Participants were scanned in a Siemens 3.0‐T scanner (MAGNETOM Prisma, Siemens Healthcare Erlangen, Germany) using a 20‐channel coil. Structural images were acquired during a 5 min and 18 s scan with a T1‐weighted magnetization prepared rapid gradient echo sequence: TR = 2,300 ms, TE = 2.32 ms, slice thickness = 0.9 mm, voxel size = 0.90 × 0.90 × 0.90 mm3, voxel matrix = 256 × 256, flip angle = 8°, field of view = 240 mm. During each task session of task‐based scan, a total of 1,095 whole‐brain volumes were collected using a T2*‐weighted gradient echo planar imaging sequence with multi‐bands acceleration (TR = 1,000 ms, TE = 34 ms, slice thickness = 2.50 mm, voxel size = 2.50 × 2.50 × 2.50 mm3, voxel matrix = 92 × 92, flip angle = 50°, field of view = 230 mm2, slices number = 52, MB‐factor = 4).

Image preprocessing

Preprocessing of fMRI data included the following steps. First, slice time correction and head motion correction were performed using AFNI (Cox, 1996). Then, tissue segmentation was conducted to extract brains using SPM12 (https://www.fil.ion.ucl.ac.uk/spm/). Structural and functional images were normalized to the MNI space (2.5 mm isotropic spatial resolution) using ANTs (http://stnava.github.io/ANTs/). Finally, spatial smoothing was conducted with a 5 mm full‐width‐at‐half‐maximum Gaussian kernel. Before calculating correlation coefficients between networks, a voxel‐wise multiple regression approach was used to remove the effects of confounding variables as below. The block wise hemodynamic response to each task condition (PV, GV, Rest) and their first‐derivative terms were used to remove the task‐evoked block‐wise changes in fMRI signals (Whitfield‐Gabrieli & Nieto‐Castanon, 2012). The first five principal components of white‐matter and cerebrospinal fluid signals, six motion parameters, and their temporal first‐order derivatives were used as covariates to remove physiology‐ and motion‐related confounds. A high pass filtering (>0.001 Hz) and linear detrending were also performed. After above preprocessing steps, the Conn toolbox (https://web.conn-toolbox.org/resources/manual) was used for condition‐dependent functional connectivity analysis of block design by dividing BOLD time series into scans associated with each block, and all of the scans for the same condition were concatenated. Finally, ROI‐to‐ROI correlation coefficients were calculated and graph theory analysis was performed (see details below).

Graph theory analysis

Graph theory analysis was employed to characterize interactions between multiple networks during the task.

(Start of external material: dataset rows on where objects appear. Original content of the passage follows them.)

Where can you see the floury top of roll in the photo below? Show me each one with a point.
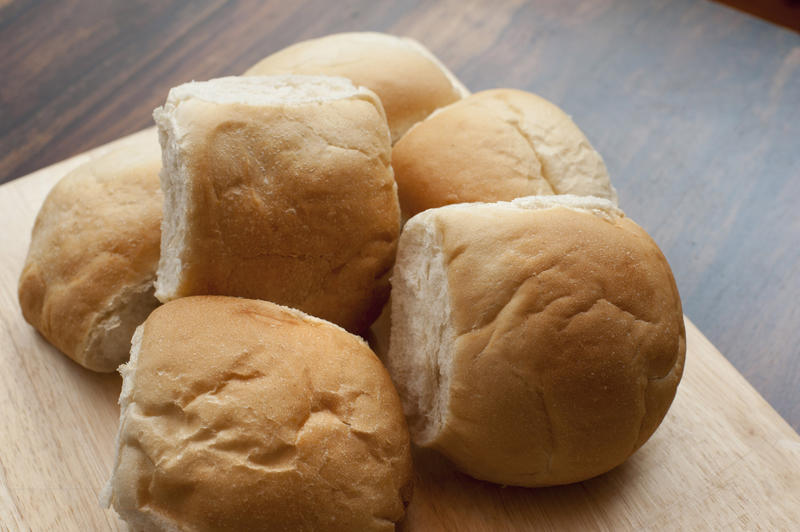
(410, 81)
(496, 145)
(245, 415)
(87, 282)
(279, 188)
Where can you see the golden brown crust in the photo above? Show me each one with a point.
(495, 145)
(569, 342)
(244, 415)
(409, 81)
(95, 239)
(294, 204)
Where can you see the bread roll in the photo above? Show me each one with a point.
(407, 77)
(244, 415)
(279, 188)
(496, 145)
(536, 342)
(87, 282)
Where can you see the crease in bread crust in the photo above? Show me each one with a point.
(571, 322)
(421, 337)
(112, 329)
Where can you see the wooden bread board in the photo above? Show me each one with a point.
(722, 459)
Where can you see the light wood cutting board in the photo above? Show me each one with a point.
(723, 458)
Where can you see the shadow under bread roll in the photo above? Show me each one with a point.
(533, 342)
(244, 415)
(87, 282)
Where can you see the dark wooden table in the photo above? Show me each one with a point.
(695, 107)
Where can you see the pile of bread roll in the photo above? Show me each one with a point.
(535, 333)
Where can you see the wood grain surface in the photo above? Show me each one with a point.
(722, 460)
(695, 107)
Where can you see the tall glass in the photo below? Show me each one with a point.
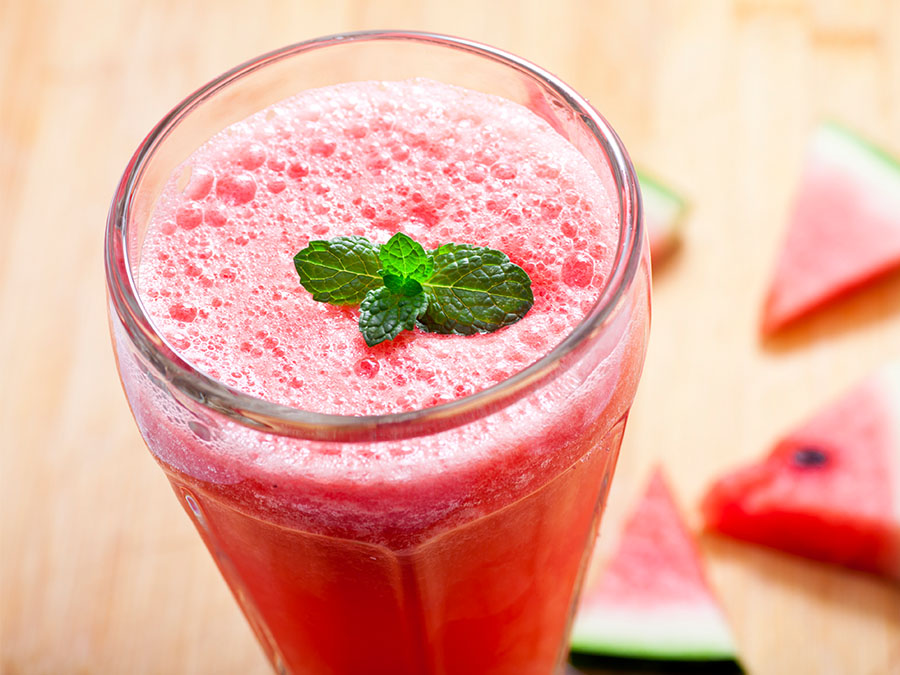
(471, 566)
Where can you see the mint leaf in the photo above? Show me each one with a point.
(402, 285)
(383, 314)
(339, 271)
(474, 290)
(402, 256)
(457, 289)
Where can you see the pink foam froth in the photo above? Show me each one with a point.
(439, 163)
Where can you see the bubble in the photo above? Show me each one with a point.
(214, 216)
(297, 170)
(323, 147)
(356, 131)
(377, 161)
(252, 156)
(236, 188)
(188, 216)
(476, 174)
(366, 368)
(546, 171)
(182, 312)
(550, 209)
(199, 184)
(503, 171)
(578, 270)
(201, 431)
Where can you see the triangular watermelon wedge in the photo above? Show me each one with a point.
(664, 212)
(845, 227)
(652, 600)
(830, 489)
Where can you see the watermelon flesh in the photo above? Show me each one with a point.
(664, 212)
(845, 227)
(830, 489)
(652, 600)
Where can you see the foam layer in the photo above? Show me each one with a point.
(439, 163)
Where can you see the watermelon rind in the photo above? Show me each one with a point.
(858, 157)
(660, 199)
(677, 633)
(664, 211)
(842, 252)
(835, 128)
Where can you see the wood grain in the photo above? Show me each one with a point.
(101, 572)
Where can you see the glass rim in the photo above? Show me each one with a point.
(276, 418)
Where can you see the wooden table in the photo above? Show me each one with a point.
(102, 573)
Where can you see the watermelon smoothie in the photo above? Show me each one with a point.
(388, 509)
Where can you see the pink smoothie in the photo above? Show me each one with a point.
(432, 552)
(438, 163)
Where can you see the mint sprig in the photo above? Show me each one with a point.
(457, 289)
(339, 271)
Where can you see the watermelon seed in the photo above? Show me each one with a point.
(810, 457)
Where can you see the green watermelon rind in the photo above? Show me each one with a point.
(891, 162)
(659, 200)
(671, 633)
(860, 159)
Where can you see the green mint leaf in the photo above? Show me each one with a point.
(383, 314)
(402, 285)
(474, 290)
(339, 271)
(404, 257)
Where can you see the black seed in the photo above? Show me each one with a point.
(810, 457)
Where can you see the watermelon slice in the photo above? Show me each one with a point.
(845, 228)
(830, 489)
(652, 600)
(663, 214)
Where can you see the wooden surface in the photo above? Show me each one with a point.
(101, 571)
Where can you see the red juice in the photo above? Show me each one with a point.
(458, 549)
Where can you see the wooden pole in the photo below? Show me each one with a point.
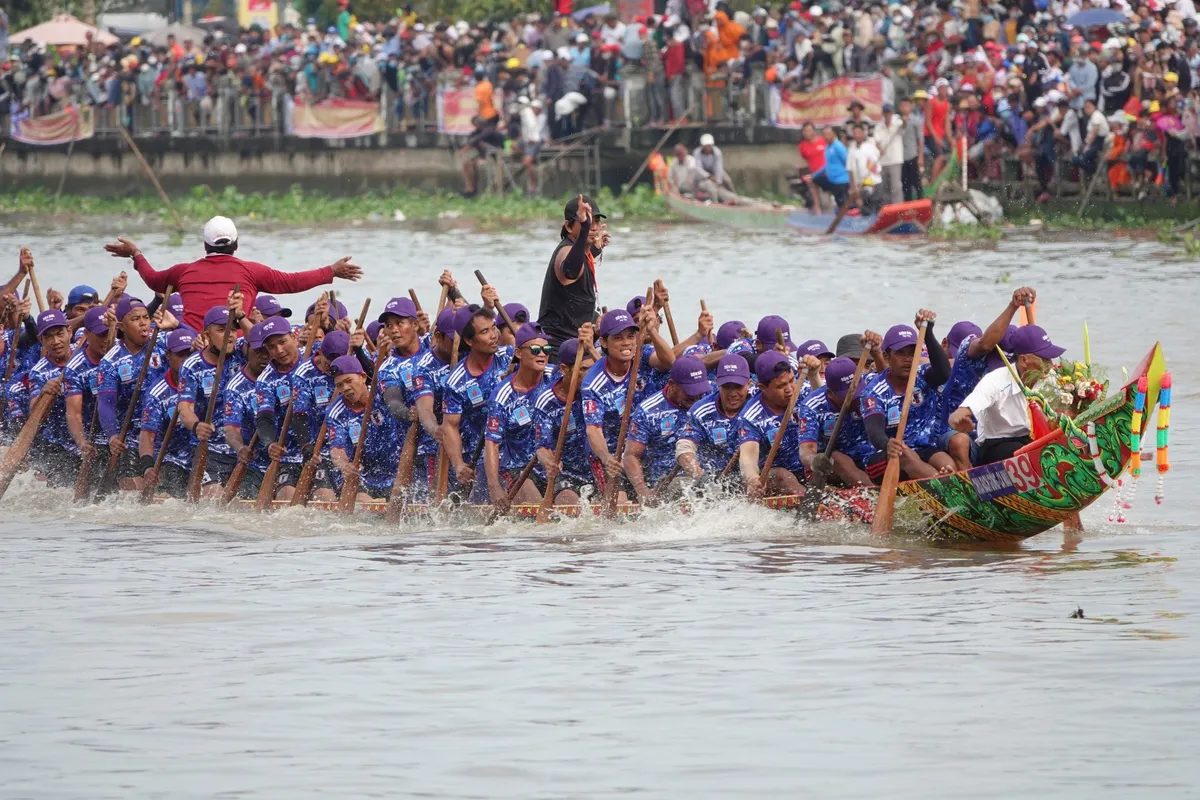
(887, 503)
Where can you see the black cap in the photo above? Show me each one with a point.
(573, 208)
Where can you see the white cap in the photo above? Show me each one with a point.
(220, 230)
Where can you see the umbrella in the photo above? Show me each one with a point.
(1093, 17)
(63, 30)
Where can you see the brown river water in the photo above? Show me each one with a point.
(179, 653)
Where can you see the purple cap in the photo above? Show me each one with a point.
(766, 332)
(216, 316)
(771, 365)
(335, 344)
(94, 320)
(616, 322)
(180, 341)
(127, 304)
(899, 336)
(516, 312)
(733, 370)
(269, 306)
(346, 365)
(400, 307)
(815, 347)
(960, 331)
(688, 372)
(1032, 340)
(267, 329)
(729, 332)
(51, 318)
(528, 332)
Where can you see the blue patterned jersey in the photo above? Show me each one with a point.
(511, 425)
(922, 427)
(82, 379)
(714, 434)
(54, 429)
(240, 409)
(197, 378)
(381, 452)
(273, 392)
(756, 422)
(156, 411)
(467, 395)
(655, 425)
(547, 411)
(819, 417)
(119, 374)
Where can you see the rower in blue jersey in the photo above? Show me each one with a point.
(972, 354)
(606, 386)
(708, 437)
(118, 377)
(240, 411)
(882, 400)
(654, 427)
(819, 416)
(471, 384)
(759, 422)
(197, 378)
(347, 420)
(549, 410)
(53, 452)
(511, 434)
(156, 413)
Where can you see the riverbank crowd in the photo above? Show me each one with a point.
(249, 397)
(1063, 88)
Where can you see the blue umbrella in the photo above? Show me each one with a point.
(1092, 17)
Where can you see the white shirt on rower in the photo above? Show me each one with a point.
(1000, 408)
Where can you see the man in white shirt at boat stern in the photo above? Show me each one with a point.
(997, 410)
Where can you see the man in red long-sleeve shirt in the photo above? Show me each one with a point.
(208, 282)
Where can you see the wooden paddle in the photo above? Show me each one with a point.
(201, 455)
(547, 499)
(150, 486)
(815, 488)
(309, 471)
(351, 482)
(887, 503)
(109, 481)
(612, 485)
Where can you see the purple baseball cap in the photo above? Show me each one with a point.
(616, 322)
(94, 320)
(771, 365)
(516, 312)
(688, 372)
(1032, 340)
(528, 332)
(766, 332)
(400, 307)
(729, 332)
(180, 341)
(216, 316)
(269, 306)
(127, 304)
(51, 318)
(815, 347)
(899, 336)
(960, 331)
(335, 344)
(732, 368)
(346, 365)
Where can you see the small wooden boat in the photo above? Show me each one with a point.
(1041, 486)
(899, 218)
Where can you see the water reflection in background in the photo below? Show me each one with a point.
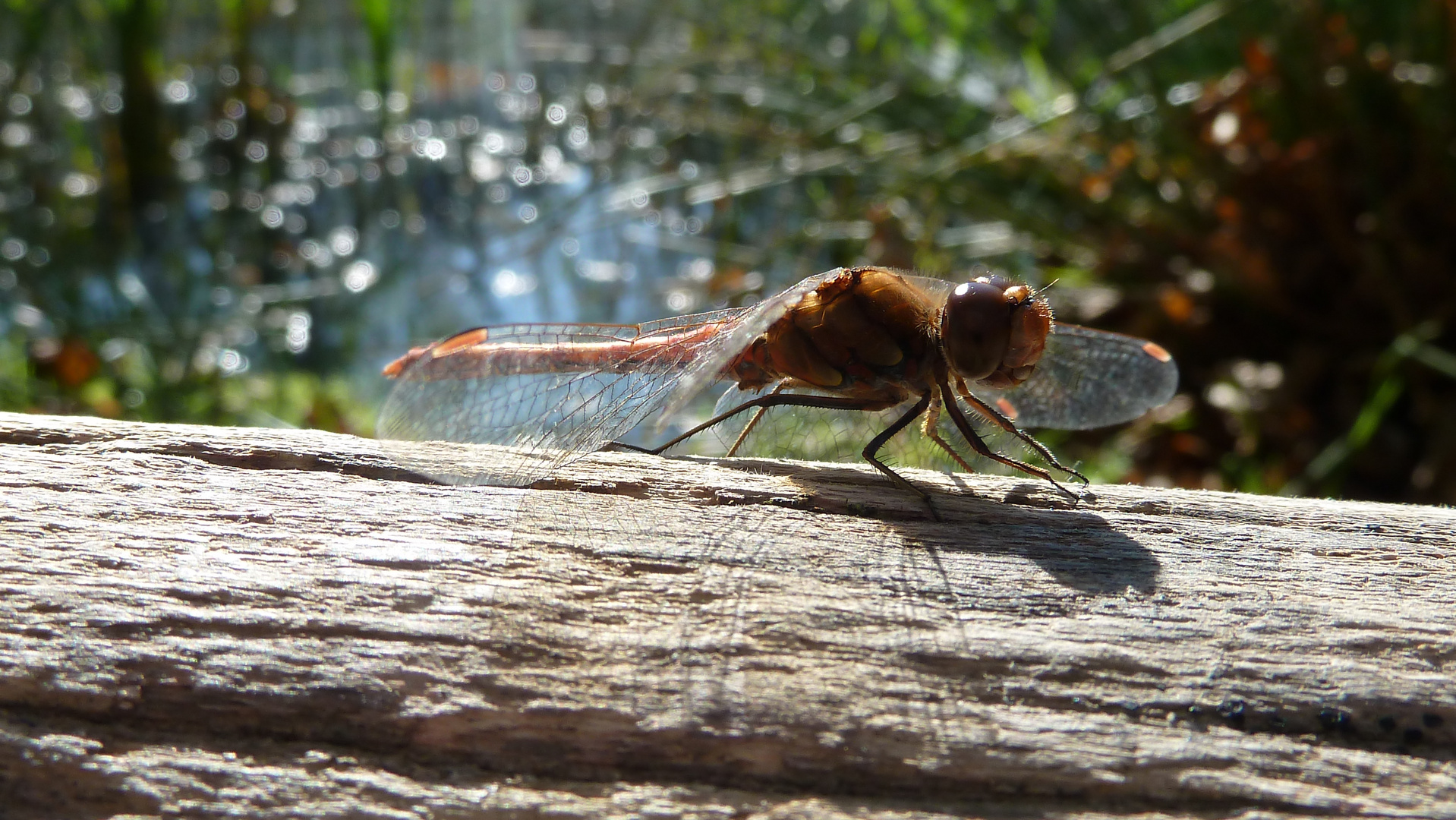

The Conn functional connectivity toolbox 19.b (Whitfield‐Gabrieli & Nieto‐Castanon, 2012) was applied to construct condition‐specific functional connectivity matrices for each participant using a template of 81 regions of interest (ROIs) detailed below. We defined the large‐scale networks with 81 ROIs primarily based on Power and colleagues' work (Power et al., 2011). Nevertheless, to better characterize the functional heterogeneity of DMN, we replaced the DMN coordinates in Power's template with coordinates used by Andrews‐Hanna, Reidler, Huang, and Buckner (2010) and Andrews‐Hanna, Reidler, Sepulcre, et al. (2010), in which the DMN Core subsystem was define by four nodes (2 for each hemisphere), the dMPFC subsystem was defined by 7 nodes (3 for each hemisphere, and the dMPFC was at the medial plane), and the MTL subsystem was defined by 9 nodes (4 for each hemisphere, and the vMPFC was at midline). Since this atlas (Power et al., 2011) includes several networks that we are not interested in, we only used the coordinates of these four networks, namely FPN, VAN, DAN, and SN. The set of ROIs (5 mm radius spheres) was generated using 3dcalc with AFNI (Cox, 1996) with the center coordinates defined above (Figure 2). These networks were visualized with the BrainNet Viewer program (https://www.nitrc.org/projects/bnv/) (Xia, Wang, & He, 2013).

FIGURE 2

The 81 regions of interest encompass seven networks, including three subsystems of default mode network (Core, dMPFC, and MTL), FPN, VAN, DAN, and SN. DAN, dorsal attention network; dMPFC, the dorsal medial prefrontal cortex subsystem; FPN, frontal–parietal network; MTL, the medial temporal lobe subsystem; VAN, ventral attention network; SN, salience network Each ROI's average time course was extracted and pair‐wise Pearson correlations between these time courses were calculated after preprocessing procedures described above. Following previous routines of graph theory analysis (Reineberg & Banich, 2016; Wang, Hu, Weng, Chen, & Liu, 2020), we set a sparsity of 15% to remove the weak links and maintain the strong positive correlations. Since there is still no consensus on which threshold is the best to choose, we also verified the results with the proportional threshold of 10% and 20%. The overall results were consistent (supplemental material, Table S1), therefore we only reported the results of 15% in the main text. Brain Connectivity Toolbox (Rubinov & Sporns, 2010) was used to calculate the graph theory measures, including seven intra‐network connections and twenty‐one inter‐network connections in two task conditions and rest, separately. Statistical analysis was conducted using SPSS 21.0 software (SPSS Inc, Chicago, IL). A one‐way repeated measures analysis of variance (ANOVA) was used to test whether there were any differences among the three conditions. The Bonferroni correction was used to control false positive for multiple comparisons. As mentioned above, we focused on seven networks that would generate seven intra‐network analyses and twenty‐one inter‐network analyses. Therefore, the corrected statistical significance threshold was set at = .05/7 = .007 for intra‐connection, and = .05/21 = .0024 for inter‐connections.

RESULTS

Behavioral information

The rating scores of twenty‐eight participants were obtained in our study, and two participants were excluded due to their incomplete evaluation data. Paired T‐test showed that the mean rating score for video preference was significantly higher for PV than that for GV (t = 3.647, p = .0011). In addition, 26 out of 28 participants reported a higher overall preference to PV. These results confirmed that participants did prefer PV to GV.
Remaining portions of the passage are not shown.